Great job! i like your Scoop page on indigenous learning. I bookmarked Scoop for future use ![]()
Ok, so it’s a win. Because, if I read your report correctly, of two things:
I wasn’t held back by a group but helped to progress by a ‘more able other’. I didn’t have to waste time at all. It was totally efficient.
and
Either I want to be immersed in the web and seeking help from others out there online, or immersed in a culture and a place. The classroom doesn’t really provide either of these immersive possibilities.
“Being held back by a group” is a very well known problem with classroom education. Teachers have to strike the right balance, catering to the middle part of the slow learner-fast learner frequency distribution and leaving the very slow and very fast to sort themselves out. (I absolutely hated school as a little boy (age 6-10) because I was fast and found it boring. I complained so much that my parents had me skip one year at age 10, and then it got better - but not for long. I could only really breathe when I finally got to university.) No surprise there.
The surprise is that people rave about social contact in the classroom environment, whereas you (and I - I have played this mission too) don’t think much of it. To me, it feels very much like people that used to say things like “Online papers are never going to take off! You can’t have your morning coffee while staring at a computer screen!” or “E-books are just not the same as smelling the paper of a newly bough book.” We all know how those went. And yet, the people making these point believed, in perfectly good faith, that they were being sensible, reasonable, wise.

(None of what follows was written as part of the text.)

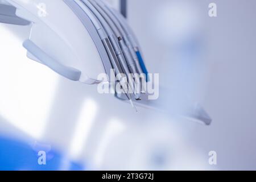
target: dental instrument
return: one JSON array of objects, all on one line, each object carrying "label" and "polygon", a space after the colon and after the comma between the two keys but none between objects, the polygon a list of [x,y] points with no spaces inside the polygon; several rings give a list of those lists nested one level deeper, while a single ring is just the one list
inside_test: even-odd
[{"label": "dental instrument", "polygon": [[[68,4],[70,2],[70,1],[68,0],[64,1],[67,4]],[[130,101],[131,106],[133,106],[133,107],[135,108],[134,105],[133,103],[131,97],[130,93],[127,92],[128,90],[128,87],[127,86],[127,79],[126,76],[123,76],[123,75],[122,75],[122,70],[118,62],[117,57],[115,53],[115,51],[114,50],[111,44],[110,40],[109,39],[108,36],[106,35],[106,34],[105,30],[104,30],[101,22],[94,16],[94,15],[92,13],[90,10],[89,8],[88,8],[88,7],[86,6],[86,5],[82,1],[81,1],[80,0],[74,0],[74,1],[87,14],[88,17],[90,19],[93,25],[94,26],[95,28],[96,29],[98,34],[101,39],[101,42],[106,49],[106,51],[108,53],[108,55],[109,57],[113,68],[115,71],[115,76],[117,77],[117,80],[119,82],[119,84],[120,84],[122,89],[125,93],[125,95]]]},{"label": "dental instrument", "polygon": [[[132,54],[133,58],[134,59],[135,62],[137,64],[137,67],[139,68],[140,73],[143,73],[146,75],[146,81],[148,81],[148,71],[144,63],[144,61],[142,58],[142,54],[140,51],[140,46],[138,44],[138,41],[137,40],[134,34],[128,26],[127,20],[117,11],[109,7],[108,6],[106,2],[103,2],[101,0],[95,0],[95,1],[98,4],[98,5],[104,10],[104,11],[109,16],[110,19],[113,20],[116,26],[121,31],[122,35],[127,44],[127,47]],[[132,51],[133,48],[135,53]]]},{"label": "dental instrument", "polygon": [[[134,57],[134,55],[133,55],[133,52],[131,52],[130,47],[129,48],[129,43],[128,42],[125,42],[124,41],[124,38],[125,38],[123,36],[124,34],[122,34],[121,32],[121,31],[122,30],[120,28],[118,28],[114,21],[113,21],[113,20],[110,17],[109,17],[109,15],[107,15],[104,9],[101,9],[101,7],[98,6],[98,5],[95,2],[95,1],[90,1],[90,2],[93,5],[94,7],[97,9],[97,10],[98,10],[98,11],[104,17],[108,23],[111,25],[110,27],[113,29],[115,36],[118,38],[118,42],[119,43],[122,51],[125,56],[125,57],[126,58],[126,63],[129,68],[129,69],[134,75],[133,76],[136,82],[135,89],[137,89],[137,92],[140,93],[141,86],[143,85],[143,84],[141,84],[141,83],[139,76],[142,76],[142,79],[144,79],[144,80],[146,80],[146,78],[144,77],[144,75],[141,74],[142,73],[141,69],[141,66],[138,64],[138,62],[137,61],[138,60],[136,60],[137,58]],[[143,88],[141,90],[145,90],[145,89],[144,88]],[[142,93],[143,92],[142,92]]]}]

But they were not: they were suffering from a completely irrational conservative bias, a preference for the status quo.
I suspect this might be a common problem facing reformers. If, suppose, European policy makers were to attempt a reform on education, I suspect that they would know that the classroom model arose as a function of technological constraints that are no longer there. “Know” as in “we have done the science, and it is proven”. And yet, it must be exhausting to engage Joe Sixpack, day in day out, that thinks any deviation from the system he has grown up in (and probably hated at the time) is dangerous, radical and starry-eyed. Why are we biased in favour of the status quo?